The study’s objective was to explore how age and sex impact a person’s ability to respond to an emergency when in a self-driving vehicle. We studied 60 participants in three groups – teens (ages 16-19), adults (ages 30-55), and seniors (age 65+) and had them take two simulated drives after being taught how to engage the autopilot in a way similar to what happens on a Tesla vehicle. They were then asked to give their impressions on the simulator experience and reflect on their trust in self-driving technology.
What We Found
Our study participants were first asked general questions on car automation. Not surprisingly, we found that most participants were confused by the terminology used by Advanced Driver Assistance System (ADAS) manufacturers. We welcome the work done by CChIPS Industry Advisory Board member Consumer Reports and the University of Iowa (MyCarDoesWhat.org) to help consumers navigate ADAS features.
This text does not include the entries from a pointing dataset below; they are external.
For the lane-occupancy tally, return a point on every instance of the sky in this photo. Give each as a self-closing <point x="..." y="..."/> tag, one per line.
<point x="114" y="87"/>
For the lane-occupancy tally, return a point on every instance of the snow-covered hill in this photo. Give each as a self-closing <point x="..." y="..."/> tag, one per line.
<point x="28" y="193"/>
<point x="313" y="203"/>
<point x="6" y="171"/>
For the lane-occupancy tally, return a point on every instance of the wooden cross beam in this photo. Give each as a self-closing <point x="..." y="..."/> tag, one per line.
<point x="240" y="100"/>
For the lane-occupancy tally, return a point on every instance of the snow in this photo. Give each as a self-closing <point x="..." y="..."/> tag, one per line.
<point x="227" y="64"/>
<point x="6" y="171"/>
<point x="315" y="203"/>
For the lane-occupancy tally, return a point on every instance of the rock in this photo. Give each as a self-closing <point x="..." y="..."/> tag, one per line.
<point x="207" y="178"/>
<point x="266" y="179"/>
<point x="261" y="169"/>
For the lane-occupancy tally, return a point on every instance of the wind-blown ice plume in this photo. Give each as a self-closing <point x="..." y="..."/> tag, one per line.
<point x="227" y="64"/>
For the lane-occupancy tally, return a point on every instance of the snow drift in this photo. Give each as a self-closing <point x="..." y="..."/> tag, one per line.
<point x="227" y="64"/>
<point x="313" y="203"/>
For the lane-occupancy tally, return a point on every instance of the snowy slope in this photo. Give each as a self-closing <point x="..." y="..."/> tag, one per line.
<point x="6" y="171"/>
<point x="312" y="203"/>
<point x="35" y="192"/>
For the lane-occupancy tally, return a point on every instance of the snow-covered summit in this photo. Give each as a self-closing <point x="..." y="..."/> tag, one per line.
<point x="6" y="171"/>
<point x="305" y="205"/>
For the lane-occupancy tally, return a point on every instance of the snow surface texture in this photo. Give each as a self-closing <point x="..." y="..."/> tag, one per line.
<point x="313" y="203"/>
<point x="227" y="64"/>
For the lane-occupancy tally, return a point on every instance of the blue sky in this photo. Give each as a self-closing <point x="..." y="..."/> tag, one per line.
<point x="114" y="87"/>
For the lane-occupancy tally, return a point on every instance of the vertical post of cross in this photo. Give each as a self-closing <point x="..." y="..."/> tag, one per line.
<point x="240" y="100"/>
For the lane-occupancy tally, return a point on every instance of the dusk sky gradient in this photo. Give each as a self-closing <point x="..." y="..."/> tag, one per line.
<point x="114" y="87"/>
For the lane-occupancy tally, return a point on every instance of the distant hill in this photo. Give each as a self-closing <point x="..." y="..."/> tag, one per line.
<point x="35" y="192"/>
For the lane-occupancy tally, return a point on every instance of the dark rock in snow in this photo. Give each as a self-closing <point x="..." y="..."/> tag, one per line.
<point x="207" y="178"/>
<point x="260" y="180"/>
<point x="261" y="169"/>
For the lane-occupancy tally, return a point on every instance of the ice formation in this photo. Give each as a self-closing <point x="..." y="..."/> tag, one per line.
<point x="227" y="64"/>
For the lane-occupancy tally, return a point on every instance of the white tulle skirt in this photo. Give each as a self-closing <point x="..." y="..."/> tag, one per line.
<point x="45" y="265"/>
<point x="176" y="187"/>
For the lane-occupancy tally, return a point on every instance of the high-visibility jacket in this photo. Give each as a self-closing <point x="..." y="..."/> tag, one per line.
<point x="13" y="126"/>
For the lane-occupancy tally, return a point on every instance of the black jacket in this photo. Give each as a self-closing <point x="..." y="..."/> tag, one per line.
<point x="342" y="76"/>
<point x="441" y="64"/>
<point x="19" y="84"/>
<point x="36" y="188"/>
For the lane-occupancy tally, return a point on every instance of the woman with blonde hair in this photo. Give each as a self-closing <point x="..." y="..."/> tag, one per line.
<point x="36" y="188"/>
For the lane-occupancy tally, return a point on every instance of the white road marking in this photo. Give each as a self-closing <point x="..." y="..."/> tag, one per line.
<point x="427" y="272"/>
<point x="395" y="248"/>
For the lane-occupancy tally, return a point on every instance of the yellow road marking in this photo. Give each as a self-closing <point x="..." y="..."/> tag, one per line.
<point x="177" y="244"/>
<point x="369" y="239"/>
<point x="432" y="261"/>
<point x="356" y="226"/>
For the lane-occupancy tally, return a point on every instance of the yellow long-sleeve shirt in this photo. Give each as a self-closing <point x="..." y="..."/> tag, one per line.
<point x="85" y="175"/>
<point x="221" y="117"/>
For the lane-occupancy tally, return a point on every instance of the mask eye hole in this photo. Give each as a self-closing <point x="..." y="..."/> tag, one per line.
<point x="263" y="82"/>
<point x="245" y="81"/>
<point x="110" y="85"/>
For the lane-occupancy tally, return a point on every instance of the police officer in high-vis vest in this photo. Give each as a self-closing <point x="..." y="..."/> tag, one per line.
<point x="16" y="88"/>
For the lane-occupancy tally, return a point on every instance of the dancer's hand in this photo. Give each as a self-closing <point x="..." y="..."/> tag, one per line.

For example, if a car is equipped with cruise control, it will maintain a given speed; but, it’s still the driver’s responsibility to brake. If a car is equipped with active cruise control, it will not only maintain that set speed, but also will detect the car ahead and brake automatically. Interestingly, many drivers are confused about their car's features and often just don't use them. When participants who do have cruise control were asked if they use it, half answered that they don't.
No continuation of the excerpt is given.